2. Have good ventilation in all rooms, including the bathroom. Showering volatilizes certain additives such as chlorine that may be in the water. This may lead to a buildup of chlorine and even chloroform.
3. Wipe your feet before you step indoors. This simple act, says Scientific American, can reduce the amount of lead in a typical carpet by a factor of six. It also cuts down on pesticides, some of which break down quickly outdoors in the sunlight but may last for years in carpets. Another option, which is a standard custom in some parts of the world, is to remove your shoes. A good vacuum cleaner, preferably one with a rotating brush, can also reduce pollution in carpets.
4. If you treat a room with a pesticide, keep toys out of that room for at least two weeks, even though the product label may say the room is safe hours after treatment. Scientists have recently found that certain plastics and foam found in toys literally soak up pesticide residues like a sponge. Children will absorb the toxins through the skin and mouth.

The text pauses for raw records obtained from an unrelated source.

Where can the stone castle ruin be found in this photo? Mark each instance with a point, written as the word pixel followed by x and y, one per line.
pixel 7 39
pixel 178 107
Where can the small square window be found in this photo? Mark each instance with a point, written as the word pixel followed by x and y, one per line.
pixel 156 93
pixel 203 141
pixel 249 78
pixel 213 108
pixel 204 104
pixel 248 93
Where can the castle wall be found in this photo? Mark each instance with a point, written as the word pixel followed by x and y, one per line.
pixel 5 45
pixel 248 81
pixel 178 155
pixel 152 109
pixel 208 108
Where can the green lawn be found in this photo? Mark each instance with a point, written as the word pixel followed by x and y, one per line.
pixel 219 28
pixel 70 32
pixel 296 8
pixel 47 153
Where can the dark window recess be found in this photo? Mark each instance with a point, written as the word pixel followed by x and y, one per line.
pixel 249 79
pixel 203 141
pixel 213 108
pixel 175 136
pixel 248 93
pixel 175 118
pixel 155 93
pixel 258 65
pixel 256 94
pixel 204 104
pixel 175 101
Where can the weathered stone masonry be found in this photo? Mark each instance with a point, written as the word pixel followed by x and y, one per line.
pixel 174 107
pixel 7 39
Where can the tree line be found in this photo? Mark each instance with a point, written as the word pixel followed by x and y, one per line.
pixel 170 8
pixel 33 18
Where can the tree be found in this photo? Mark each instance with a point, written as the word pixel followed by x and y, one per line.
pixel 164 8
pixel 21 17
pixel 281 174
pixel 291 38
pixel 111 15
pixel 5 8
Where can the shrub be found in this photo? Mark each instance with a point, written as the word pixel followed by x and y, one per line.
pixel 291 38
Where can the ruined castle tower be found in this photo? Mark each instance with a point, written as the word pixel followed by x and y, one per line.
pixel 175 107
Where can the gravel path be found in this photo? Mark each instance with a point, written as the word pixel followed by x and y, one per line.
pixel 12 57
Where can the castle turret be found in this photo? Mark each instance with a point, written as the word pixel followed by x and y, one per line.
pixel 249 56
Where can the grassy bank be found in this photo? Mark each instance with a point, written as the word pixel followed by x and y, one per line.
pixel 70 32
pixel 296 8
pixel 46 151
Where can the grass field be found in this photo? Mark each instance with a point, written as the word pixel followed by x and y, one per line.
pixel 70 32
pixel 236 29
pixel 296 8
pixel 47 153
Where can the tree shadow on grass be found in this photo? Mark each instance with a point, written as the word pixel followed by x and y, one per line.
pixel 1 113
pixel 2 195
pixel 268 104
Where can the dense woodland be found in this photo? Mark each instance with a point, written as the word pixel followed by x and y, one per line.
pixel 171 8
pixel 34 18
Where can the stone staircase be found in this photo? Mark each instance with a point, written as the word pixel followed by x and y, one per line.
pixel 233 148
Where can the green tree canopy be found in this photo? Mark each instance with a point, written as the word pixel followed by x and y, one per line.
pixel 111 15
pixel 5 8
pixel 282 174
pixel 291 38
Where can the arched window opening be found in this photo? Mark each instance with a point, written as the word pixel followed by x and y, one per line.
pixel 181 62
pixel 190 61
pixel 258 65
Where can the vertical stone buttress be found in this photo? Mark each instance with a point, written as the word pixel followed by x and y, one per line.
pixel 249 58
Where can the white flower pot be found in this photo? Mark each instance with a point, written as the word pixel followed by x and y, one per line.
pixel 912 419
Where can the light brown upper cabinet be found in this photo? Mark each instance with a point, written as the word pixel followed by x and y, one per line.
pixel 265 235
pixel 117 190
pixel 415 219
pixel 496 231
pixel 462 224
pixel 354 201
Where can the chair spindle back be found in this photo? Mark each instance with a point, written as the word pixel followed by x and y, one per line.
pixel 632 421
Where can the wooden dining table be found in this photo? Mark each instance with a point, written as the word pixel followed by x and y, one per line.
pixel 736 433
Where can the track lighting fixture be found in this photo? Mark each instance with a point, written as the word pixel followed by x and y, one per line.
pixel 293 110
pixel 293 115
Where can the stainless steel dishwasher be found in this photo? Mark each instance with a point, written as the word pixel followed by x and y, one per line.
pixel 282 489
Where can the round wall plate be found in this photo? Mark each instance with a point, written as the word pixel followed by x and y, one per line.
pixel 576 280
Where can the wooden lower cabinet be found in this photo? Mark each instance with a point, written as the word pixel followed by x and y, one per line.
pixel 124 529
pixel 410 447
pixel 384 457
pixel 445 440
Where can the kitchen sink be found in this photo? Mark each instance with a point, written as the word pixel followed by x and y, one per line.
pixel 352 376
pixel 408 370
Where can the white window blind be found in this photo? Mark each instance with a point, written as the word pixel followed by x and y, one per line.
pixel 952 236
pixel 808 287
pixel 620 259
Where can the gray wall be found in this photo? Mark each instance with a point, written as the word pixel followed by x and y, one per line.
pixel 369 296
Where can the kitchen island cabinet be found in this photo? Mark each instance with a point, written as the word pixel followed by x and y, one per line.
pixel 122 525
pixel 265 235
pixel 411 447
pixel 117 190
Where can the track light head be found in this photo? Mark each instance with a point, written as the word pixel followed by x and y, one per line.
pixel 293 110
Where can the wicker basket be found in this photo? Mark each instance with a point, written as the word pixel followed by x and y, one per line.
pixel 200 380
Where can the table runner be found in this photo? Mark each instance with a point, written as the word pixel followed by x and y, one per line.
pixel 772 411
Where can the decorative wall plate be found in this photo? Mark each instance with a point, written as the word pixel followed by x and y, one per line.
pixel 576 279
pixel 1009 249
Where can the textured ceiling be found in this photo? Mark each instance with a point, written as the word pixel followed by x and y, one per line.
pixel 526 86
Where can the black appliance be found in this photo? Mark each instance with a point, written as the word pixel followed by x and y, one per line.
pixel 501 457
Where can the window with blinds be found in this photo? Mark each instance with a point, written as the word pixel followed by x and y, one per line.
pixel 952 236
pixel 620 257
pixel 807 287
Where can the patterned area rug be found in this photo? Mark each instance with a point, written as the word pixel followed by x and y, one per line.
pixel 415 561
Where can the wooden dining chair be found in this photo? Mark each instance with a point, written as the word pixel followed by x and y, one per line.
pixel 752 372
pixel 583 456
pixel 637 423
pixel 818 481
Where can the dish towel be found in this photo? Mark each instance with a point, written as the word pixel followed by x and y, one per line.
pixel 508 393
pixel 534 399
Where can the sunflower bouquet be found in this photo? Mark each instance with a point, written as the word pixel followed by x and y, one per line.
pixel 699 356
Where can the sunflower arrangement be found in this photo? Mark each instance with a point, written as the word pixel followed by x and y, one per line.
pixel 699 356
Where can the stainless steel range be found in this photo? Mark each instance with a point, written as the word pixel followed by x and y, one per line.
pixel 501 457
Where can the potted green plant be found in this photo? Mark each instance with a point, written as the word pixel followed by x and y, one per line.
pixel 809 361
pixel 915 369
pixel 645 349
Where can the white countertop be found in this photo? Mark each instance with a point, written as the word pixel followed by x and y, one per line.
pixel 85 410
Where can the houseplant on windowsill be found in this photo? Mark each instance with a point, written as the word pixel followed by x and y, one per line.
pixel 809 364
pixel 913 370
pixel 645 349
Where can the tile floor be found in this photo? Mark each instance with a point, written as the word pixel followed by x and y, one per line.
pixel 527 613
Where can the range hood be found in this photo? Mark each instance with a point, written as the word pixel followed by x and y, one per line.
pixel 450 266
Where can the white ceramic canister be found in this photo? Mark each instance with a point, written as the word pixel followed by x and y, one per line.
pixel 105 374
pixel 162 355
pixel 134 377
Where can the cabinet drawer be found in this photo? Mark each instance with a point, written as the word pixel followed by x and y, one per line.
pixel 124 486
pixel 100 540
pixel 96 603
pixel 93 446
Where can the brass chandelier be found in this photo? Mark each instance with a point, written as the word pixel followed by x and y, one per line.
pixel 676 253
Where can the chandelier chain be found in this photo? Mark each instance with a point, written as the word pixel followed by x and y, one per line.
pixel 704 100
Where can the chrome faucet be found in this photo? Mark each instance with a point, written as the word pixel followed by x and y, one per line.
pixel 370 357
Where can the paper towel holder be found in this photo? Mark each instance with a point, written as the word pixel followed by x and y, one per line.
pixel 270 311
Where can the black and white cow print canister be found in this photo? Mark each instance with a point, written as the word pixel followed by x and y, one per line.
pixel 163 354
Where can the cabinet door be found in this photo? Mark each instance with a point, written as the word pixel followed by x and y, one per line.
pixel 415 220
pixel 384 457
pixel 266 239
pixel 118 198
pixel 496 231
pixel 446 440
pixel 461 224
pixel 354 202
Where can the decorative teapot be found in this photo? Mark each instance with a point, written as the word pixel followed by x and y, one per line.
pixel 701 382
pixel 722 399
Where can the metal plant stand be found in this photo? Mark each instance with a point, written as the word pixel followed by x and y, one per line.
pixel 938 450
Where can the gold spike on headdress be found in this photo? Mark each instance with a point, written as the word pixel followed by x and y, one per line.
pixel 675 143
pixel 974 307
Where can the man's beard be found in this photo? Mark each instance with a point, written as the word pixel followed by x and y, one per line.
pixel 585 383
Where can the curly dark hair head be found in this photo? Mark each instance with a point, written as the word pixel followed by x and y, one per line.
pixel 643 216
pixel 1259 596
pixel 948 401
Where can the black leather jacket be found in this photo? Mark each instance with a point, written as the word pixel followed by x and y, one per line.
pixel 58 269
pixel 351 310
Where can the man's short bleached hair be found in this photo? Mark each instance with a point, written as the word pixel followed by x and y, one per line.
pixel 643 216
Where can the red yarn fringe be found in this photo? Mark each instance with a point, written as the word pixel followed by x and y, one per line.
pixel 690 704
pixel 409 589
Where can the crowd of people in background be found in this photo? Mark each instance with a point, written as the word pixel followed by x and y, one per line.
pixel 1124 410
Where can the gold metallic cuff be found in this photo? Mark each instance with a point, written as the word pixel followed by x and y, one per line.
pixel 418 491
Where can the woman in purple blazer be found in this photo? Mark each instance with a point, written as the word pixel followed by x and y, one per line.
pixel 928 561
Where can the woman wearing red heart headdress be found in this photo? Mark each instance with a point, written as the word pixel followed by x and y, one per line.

5. Minimize your use of pesticides. In his book Since Silent Spring, Frank Graham, Jr., writes that pesticides “have their place in home and garden, but sales campaigns have convinced the average suburban homeowner that he must keep at hand an arsenal of chemicals sufficient to stave off an African locust assault.”
6. Have flaking leaded paint removed from all surfaces, and repaint with unleaded paint. Do not allow children to play in dirt contaminated with leaded paint. If lead in plumbing is suspected, the cold-water tap should be flushed briefly until there is a noticeable change in water temperature, and water from the hot-water tap should not be used for drinking.—Environmental Poisons in Our Food.